Tohka, Jussi; Moradi, Elaheh; Huttunen, Heikki
2016-07-01
We present a comparative split-half resampling analysis of various data driven feature selection and classification methods for the whole brain voxel-based classification analysis of anatomical magnetic resonance images. We compared support vector machines (SVMs), with or without filter based feature selection, several embedded feature selection methods and stability selection. While comparisons of the accuracy of various classification methods have been reported previously, the variability of the out-of-training sample classification accuracy and the set of selected features due to independent training and test sets have not been previously addressed in a brain imaging context.
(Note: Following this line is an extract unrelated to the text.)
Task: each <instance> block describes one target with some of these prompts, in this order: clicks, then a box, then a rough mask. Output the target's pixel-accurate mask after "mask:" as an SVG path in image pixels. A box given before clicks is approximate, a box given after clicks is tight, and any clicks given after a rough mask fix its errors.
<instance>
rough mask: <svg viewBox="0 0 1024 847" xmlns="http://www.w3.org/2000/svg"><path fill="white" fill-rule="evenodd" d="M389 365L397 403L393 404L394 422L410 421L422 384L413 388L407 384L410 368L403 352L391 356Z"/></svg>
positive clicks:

We studied two classification problems: 1) Alzheimer's disease (AD) vs. normal control (NC) and 2) mild cognitive impairment (MCI) vs. NC classification. In AD vs. NC classification, the variability in the test accuracy due to the subject sample did not vary between different methods and exceeded the variability due to different classifiers. In MCI vs. NC classification, particularly with a large training set, embedded feature selection methods outperformed SVM-based ones with the difference in the test accuracy exceeding the test accuracy variability due to the subject sample. The filter and embedded methods produced divergent feature patterns for MCI vs. NC classification that suggests the utility of the embedded feature selection for this problem when linked with the good generalization performance. The stability of the feature sets was strongly correlated with the number of features selected, weakly correlated with the stability of classification accuracy, and uncorrelated with the average classification accuracy.